Quando apareceu o joão-de-barro, o locutor falou alto, como se estivesse discursando diante dos governantes brasileiros: toda criança tem direito a uma casa, a um abrigo seguro. Seguiram-se os pássaros que frequentam os jardins tranquilos, principalmente os dos mosteiros, e cujos trinados ajudam a meditação dos frades e monjas. Aqui no Brasil são os canários da terra, canários belgas, curiós, pintassilgos, trinca ferros, cardeais, coleirinhas, sabiás laranjeiras, azulões. Os colibris não cantam, mas, pairando junto às flores, remetem nosso pensamento a Deus.

No intervalo do desfile apresentaram-se Corais de crianças brasileiras, e outro, da África Equatorial, em excursão pela Europa. Chegou a vez dos seres aquáticos, nadando em um comprido aquário. Começou pelo cardume que havia participado da pesca milagrosa, na Galileia, em seguida, os dois peixes do milagre da multiplicação, e um punhado de outros que, no início do século XIII, vieram até à superfície da água ouvir o sermão de Santo Antônio de Lisboa.

Apareceram os golfinhos amestrados, que fazem a alegria das crianças e adultos nos parques aquáticos. Seguiu-se o peixe-palhaço, pai do filhote Nemo, que fugira de sua casa entre as anêmonas, e fez seu pai enfrentar mil desafios até encontrá-lo, só no final do filme de Walt Disney o genial produtor de cinema que conseguia agradar crianças e adultos, sem arranhar a ética e a moral . Apareceram as focas com uma faixa de protesto contra a matança de mais de trezentas mil, a cada ano, no Canadá, na Groenlândia e na Rússia, para os humanos lhes retirarem a pele, valiosa no mercado. O desfile encerrou-se com a baleia, representando milhares de outras tantas sacrificadas, no esforço de recuperar seus respectivos filhotes, que os caçadores, até o século XIX, capturavam e arrastavam para as águas rasas do litoral, onde elas não podiam se valer de sua força superior à de todos eles juntos.
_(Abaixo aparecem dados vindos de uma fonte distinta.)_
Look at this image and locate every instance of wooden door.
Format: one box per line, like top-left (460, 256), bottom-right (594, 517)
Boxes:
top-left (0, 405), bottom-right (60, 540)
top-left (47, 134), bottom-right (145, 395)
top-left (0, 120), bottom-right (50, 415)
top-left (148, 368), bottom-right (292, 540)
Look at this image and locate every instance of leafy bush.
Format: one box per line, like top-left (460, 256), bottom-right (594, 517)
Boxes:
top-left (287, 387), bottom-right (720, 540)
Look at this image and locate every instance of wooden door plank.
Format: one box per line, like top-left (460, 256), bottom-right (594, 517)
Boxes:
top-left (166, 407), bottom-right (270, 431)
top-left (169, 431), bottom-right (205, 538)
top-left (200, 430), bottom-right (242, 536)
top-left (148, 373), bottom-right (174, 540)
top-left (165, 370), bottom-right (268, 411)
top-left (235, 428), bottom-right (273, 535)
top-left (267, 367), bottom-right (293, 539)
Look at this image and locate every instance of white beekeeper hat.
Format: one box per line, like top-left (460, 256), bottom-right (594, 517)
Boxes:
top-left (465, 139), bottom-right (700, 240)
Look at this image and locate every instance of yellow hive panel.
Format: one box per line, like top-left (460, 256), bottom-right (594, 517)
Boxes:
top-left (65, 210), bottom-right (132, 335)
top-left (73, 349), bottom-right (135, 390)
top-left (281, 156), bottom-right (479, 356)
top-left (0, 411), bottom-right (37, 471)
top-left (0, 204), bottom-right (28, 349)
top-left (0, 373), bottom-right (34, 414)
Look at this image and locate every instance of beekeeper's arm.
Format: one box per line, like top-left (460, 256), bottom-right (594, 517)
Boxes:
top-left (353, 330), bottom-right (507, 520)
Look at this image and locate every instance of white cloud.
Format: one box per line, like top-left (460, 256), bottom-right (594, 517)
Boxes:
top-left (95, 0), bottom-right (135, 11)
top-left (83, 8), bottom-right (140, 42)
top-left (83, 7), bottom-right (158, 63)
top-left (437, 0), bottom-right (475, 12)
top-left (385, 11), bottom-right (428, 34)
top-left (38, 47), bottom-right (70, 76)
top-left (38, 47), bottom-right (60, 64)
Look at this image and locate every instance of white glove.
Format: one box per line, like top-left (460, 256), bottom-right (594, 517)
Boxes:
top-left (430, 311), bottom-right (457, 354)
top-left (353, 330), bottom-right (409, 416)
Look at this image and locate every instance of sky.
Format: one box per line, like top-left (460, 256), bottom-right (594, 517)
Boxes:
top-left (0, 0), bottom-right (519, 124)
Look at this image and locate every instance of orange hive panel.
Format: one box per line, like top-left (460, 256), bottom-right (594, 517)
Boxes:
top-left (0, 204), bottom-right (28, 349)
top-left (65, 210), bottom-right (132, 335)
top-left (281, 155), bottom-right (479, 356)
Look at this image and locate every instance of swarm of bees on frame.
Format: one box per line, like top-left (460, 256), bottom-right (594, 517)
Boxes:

Naquele século, as baleias foram dizimadas pelos homens, que utilizavam seu óleo para a iluminação, e sua carne, para alimento. Hoje, sua caça está proibida, em quase todos os mares do planeta.

Terminada a apresentação, todos queriam saber quando aconteceria o próximo filme, queriam relatar suas experiências de vida, e saber quais os critérios para a seleção dos animais atores. São Felipe Neri (1515-1595), sempre sorrindo, foi escalado para definir o roteiro. Sentiu-se como se estivera no século XVI, quando ensinava Catecismo às crianças abandonadas nas ruas de Roma.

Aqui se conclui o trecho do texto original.